The Israeli news website Ynet News reported that the first incident occurred on Saturday night when Givati Brigade soldier Staff Sergeant Michael Tyukin was killed, and a second followed overnight on Sunday into Monday when Maglan commando Staff Sergeant Adam Tzarfati was killed.
“It’s quite unusual that the drone struck a force at night. That still hasn’t happened to combat teams before,” an Israeli soldier told Ynet after visiting soldiers wounded in a night-time drone attack near southern Lebanon’s Beaufort Castle.
Ynet reported that Israeli forces were “concerned that Hezbollah could equip fibre-optic FPV drones with thermal systems, enabling them to operate at night … Until now, the assessment had been that the drones involved did not carry thermal systems, which would indicate improved operational capabilities after dark.”
“They [the drones] improve the accuracy of their fire every time,” a military official told Ynet. “That’s why we try to keep moving as much as possible.”
The report also said the Israeli army has begun to limit the use of heavy vehicles, such as those used for engineering purposes like military bulldozers and excavators, describing them as “easy targets” for FPV drones.
Iran hasn’t yet sent response to US peace proposal over ‘distrust’
Iran is still reviewing the final text of a possible deal with the US and no response has yet been sent, Iran's semi-official news agency Mehr reported, citing a source familiar with the matter.
Iran is seeking to achieve "real, tangible" benefits, the source added, saying that "the history of US non-compliance and historical distrust" has led Tehran to view the issue "very strictly."
Tensions in the Middle East have escalated since the US and Israel launched strikes on Iran in February. Tehran retaliated with attacks targeting Israel and US allies in the Gulf, alongside the closure of the Strait of Hormuz.

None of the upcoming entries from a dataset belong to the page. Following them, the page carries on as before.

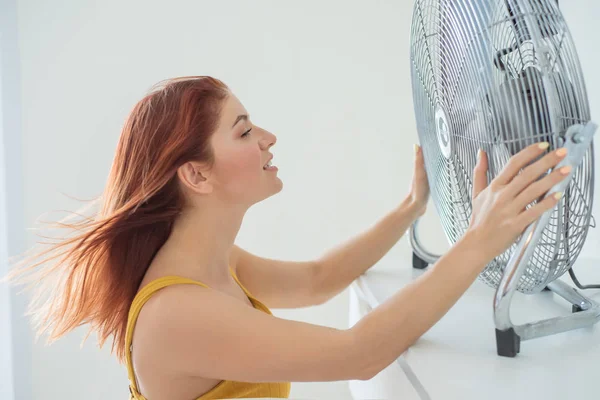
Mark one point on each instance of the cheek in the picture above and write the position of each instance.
(242, 164)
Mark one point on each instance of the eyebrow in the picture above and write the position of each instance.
(240, 118)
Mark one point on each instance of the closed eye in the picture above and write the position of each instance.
(246, 133)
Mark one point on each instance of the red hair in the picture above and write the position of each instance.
(98, 271)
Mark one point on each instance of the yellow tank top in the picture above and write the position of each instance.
(224, 389)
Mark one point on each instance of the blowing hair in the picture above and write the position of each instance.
(93, 276)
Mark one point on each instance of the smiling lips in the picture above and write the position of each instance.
(269, 166)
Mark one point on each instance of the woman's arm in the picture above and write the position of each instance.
(227, 339)
(339, 267)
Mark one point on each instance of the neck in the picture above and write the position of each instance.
(202, 240)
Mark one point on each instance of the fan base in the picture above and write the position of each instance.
(508, 343)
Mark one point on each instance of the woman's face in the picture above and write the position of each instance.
(241, 172)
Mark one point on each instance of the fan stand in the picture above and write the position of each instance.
(585, 311)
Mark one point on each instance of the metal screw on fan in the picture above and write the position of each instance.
(501, 75)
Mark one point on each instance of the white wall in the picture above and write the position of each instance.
(330, 78)
(6, 359)
(15, 334)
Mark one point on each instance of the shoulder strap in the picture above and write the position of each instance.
(136, 306)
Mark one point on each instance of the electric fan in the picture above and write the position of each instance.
(500, 75)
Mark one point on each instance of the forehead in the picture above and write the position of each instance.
(231, 110)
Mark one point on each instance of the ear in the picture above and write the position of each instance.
(194, 176)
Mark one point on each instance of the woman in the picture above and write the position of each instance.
(157, 269)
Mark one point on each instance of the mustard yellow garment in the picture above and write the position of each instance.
(224, 389)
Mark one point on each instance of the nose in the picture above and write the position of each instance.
(267, 140)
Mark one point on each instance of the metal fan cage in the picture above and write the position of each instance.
(484, 77)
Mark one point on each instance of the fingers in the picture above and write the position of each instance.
(535, 212)
(541, 187)
(480, 173)
(535, 170)
(519, 161)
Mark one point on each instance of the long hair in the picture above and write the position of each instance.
(95, 274)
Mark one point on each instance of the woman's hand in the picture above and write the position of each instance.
(499, 215)
(419, 187)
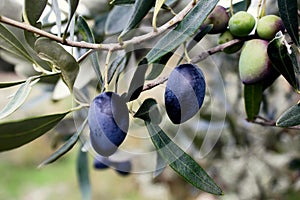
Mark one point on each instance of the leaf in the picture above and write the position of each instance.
(149, 112)
(120, 2)
(290, 117)
(64, 148)
(56, 54)
(117, 19)
(33, 10)
(252, 97)
(88, 36)
(11, 43)
(72, 8)
(158, 66)
(158, 5)
(284, 60)
(185, 29)
(288, 11)
(141, 8)
(180, 162)
(14, 134)
(83, 175)
(17, 100)
(137, 81)
(118, 63)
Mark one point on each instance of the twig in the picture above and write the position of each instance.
(107, 47)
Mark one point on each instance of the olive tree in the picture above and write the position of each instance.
(200, 77)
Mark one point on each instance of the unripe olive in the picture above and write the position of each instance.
(219, 19)
(184, 92)
(108, 120)
(226, 37)
(254, 63)
(268, 26)
(241, 24)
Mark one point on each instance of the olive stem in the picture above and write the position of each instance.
(108, 47)
(107, 69)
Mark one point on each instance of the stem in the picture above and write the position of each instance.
(107, 47)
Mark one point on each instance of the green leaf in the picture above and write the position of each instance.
(149, 112)
(137, 81)
(117, 19)
(18, 99)
(14, 134)
(64, 148)
(120, 2)
(33, 10)
(284, 60)
(141, 8)
(88, 36)
(158, 5)
(83, 175)
(290, 117)
(181, 162)
(158, 66)
(288, 10)
(185, 29)
(72, 8)
(252, 98)
(11, 43)
(53, 52)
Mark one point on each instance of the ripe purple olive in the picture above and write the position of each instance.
(218, 18)
(108, 120)
(184, 92)
(254, 63)
(241, 24)
(268, 26)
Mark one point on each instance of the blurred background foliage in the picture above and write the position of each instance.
(249, 161)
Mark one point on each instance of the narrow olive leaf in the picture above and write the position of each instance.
(181, 162)
(117, 19)
(17, 100)
(284, 60)
(11, 43)
(290, 117)
(14, 134)
(141, 8)
(53, 52)
(288, 11)
(88, 36)
(252, 98)
(185, 29)
(64, 148)
(83, 175)
(118, 63)
(149, 111)
(158, 5)
(72, 9)
(120, 2)
(137, 81)
(158, 66)
(33, 10)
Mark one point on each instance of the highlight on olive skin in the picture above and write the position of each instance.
(108, 120)
(254, 62)
(184, 93)
(241, 24)
(268, 26)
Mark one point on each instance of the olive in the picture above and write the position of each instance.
(241, 24)
(108, 120)
(184, 92)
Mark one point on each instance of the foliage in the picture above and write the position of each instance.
(97, 51)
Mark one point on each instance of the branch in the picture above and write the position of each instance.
(108, 47)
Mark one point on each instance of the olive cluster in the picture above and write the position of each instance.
(254, 64)
(108, 115)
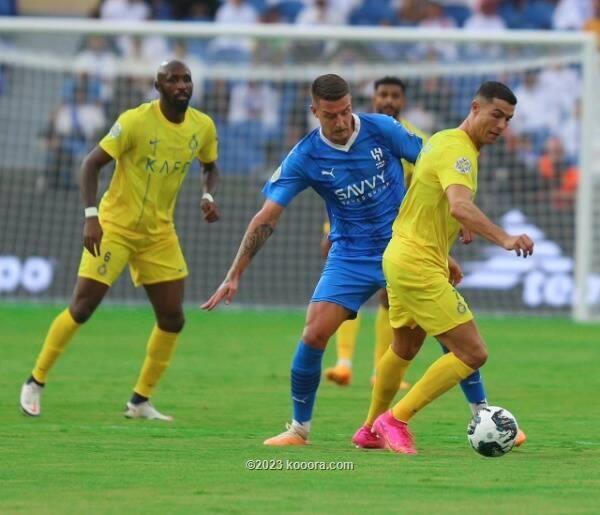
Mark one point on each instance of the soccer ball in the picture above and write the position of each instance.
(492, 431)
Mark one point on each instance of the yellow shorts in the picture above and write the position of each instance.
(151, 259)
(433, 304)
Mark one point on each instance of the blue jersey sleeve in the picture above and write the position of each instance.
(287, 181)
(403, 144)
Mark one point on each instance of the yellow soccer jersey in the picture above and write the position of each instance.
(153, 156)
(406, 165)
(424, 231)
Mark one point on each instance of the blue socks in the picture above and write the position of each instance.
(472, 386)
(306, 375)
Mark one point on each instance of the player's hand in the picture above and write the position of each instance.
(210, 211)
(465, 235)
(226, 291)
(521, 244)
(455, 273)
(92, 235)
(325, 246)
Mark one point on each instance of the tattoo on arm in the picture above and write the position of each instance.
(254, 241)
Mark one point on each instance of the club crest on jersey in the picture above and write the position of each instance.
(115, 130)
(377, 154)
(276, 174)
(463, 165)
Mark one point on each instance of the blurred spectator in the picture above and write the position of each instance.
(252, 101)
(592, 23)
(410, 12)
(372, 12)
(320, 12)
(559, 176)
(73, 129)
(99, 60)
(229, 48)
(527, 14)
(571, 14)
(434, 17)
(539, 111)
(144, 51)
(8, 8)
(124, 10)
(485, 18)
(180, 52)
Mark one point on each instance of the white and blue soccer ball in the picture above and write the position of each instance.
(492, 431)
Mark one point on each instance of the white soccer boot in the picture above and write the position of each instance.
(31, 396)
(145, 410)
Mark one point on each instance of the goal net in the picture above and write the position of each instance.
(64, 82)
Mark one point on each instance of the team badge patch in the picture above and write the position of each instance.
(276, 174)
(463, 165)
(115, 130)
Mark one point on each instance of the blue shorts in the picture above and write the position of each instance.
(349, 281)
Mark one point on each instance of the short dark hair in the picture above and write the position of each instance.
(388, 80)
(492, 89)
(329, 87)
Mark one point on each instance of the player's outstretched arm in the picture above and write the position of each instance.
(259, 229)
(210, 177)
(473, 219)
(90, 170)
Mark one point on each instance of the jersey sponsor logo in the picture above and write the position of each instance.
(463, 165)
(365, 188)
(154, 144)
(115, 130)
(193, 143)
(276, 174)
(166, 167)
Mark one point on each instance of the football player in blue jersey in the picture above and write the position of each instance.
(353, 163)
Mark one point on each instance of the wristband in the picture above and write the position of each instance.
(91, 212)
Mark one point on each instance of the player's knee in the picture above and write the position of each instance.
(315, 336)
(82, 311)
(478, 357)
(171, 322)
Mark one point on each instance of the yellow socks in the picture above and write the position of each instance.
(390, 371)
(442, 375)
(384, 334)
(161, 346)
(59, 335)
(346, 341)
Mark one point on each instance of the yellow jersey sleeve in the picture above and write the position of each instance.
(457, 164)
(119, 138)
(208, 151)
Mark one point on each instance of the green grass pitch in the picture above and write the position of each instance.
(228, 390)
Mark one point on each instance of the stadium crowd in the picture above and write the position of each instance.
(541, 148)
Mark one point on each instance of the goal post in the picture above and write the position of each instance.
(254, 81)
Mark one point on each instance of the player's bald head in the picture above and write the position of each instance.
(171, 66)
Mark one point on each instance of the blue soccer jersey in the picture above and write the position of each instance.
(361, 182)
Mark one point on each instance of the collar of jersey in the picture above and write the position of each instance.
(156, 105)
(350, 141)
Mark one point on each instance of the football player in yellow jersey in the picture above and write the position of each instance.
(389, 97)
(154, 146)
(416, 262)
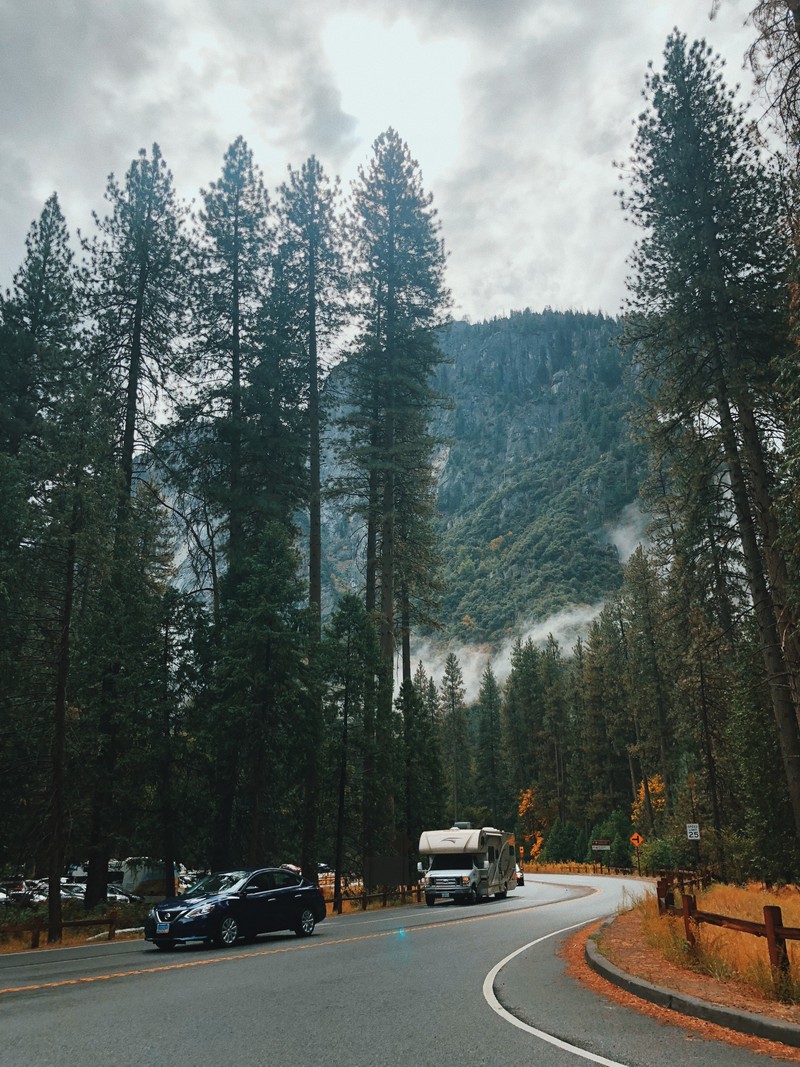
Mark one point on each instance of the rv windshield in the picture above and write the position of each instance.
(453, 861)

Iran threatens to break off talks
Iranian state media said earlier on Monday that Tehran was halting indirect peace negotiations with the US and might end a ceasefire that has largely held since early April, citing the war in Lebanon.

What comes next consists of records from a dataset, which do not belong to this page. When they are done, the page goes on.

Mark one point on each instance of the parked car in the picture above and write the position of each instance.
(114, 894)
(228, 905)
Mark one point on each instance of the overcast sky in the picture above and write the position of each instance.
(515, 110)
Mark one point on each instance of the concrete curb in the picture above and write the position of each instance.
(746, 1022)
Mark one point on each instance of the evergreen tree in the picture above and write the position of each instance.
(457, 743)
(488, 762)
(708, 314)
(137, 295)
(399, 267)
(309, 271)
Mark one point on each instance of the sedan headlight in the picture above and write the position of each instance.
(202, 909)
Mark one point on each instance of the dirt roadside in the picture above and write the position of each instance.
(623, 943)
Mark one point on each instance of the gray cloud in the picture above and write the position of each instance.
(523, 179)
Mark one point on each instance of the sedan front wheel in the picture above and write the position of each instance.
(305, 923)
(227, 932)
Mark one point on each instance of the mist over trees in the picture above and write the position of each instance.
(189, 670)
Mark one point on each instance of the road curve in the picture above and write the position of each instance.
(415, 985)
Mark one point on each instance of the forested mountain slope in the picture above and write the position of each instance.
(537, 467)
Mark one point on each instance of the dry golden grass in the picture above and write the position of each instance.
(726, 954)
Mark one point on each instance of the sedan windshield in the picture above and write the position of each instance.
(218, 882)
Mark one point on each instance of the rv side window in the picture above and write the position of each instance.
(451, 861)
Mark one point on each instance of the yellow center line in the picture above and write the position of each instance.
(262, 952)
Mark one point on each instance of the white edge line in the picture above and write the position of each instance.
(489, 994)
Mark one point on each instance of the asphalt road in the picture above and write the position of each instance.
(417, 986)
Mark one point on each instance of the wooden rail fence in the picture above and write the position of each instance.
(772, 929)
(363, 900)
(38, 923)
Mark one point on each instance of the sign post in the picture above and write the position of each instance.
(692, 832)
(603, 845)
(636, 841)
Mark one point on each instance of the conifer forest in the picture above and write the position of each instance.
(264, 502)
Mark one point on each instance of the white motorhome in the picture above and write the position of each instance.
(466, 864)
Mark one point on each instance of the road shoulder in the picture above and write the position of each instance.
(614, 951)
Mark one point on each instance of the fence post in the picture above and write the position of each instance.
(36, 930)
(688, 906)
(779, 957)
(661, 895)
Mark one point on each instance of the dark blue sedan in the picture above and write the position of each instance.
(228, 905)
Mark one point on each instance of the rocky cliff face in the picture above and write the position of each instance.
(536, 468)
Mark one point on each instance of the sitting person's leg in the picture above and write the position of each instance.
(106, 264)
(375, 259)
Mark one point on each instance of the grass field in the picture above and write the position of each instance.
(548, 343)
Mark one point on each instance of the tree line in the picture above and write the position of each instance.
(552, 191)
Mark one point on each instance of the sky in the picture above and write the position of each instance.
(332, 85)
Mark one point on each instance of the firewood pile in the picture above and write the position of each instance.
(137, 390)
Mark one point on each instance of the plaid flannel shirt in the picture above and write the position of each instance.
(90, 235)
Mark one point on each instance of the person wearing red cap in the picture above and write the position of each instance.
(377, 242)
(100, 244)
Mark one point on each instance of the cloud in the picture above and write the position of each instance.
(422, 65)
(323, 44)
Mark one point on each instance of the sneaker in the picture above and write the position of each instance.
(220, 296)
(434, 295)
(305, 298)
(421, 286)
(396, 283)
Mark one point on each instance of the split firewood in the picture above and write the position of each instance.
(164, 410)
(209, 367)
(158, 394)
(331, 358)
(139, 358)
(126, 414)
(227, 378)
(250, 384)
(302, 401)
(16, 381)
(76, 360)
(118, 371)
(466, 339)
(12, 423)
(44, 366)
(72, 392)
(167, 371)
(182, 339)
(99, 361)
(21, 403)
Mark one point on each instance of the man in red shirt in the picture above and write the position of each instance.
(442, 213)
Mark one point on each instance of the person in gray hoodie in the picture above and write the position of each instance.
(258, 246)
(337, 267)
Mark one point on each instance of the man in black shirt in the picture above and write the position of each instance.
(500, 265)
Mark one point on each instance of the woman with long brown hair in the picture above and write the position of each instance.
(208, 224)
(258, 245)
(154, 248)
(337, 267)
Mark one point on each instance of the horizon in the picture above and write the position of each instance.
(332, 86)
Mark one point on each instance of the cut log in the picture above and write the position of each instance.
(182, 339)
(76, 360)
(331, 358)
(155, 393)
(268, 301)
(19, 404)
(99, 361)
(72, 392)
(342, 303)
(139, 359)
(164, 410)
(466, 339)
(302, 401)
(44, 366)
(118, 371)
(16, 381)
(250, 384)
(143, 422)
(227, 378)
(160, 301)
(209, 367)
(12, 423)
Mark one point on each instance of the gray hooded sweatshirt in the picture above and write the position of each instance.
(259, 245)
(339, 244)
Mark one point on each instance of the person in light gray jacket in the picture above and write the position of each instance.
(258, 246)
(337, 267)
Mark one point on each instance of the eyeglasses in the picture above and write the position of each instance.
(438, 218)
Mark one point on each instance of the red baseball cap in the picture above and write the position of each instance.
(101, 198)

There was no direct confirmation of the reports from Iranian officials, and Trump told an NBC reporter that he had not heard from Iran. He said in a CNBC interview on Monday that the peace talks had "started to get very boring" and that he did not care if they were over.
"I really don't care, I couldn't care less," Trump said.
Since mid-March, Trump has repeatedly said he is close to signing a peace agreement but has yet to do so. Despite the ceasefire, Iran and the US have exchanged strikes several times over the past week.
Meanwhile, the head of Iran's Revolutionary Guards Quds Force, Esmaeil Qaani, threatened to expand its blockade of the Strait of Hormuz to the Bab El Mandeb Strait, another chokepoint at the mouth of the Red Sea.
Iran has already bottled up maritime traffic in the Gulf that before the war provided one-fifth of the world's oil and liquefied natural gas, sending prices sharply higher.
Oil prices rose 4% on Monday on the heightened tensions.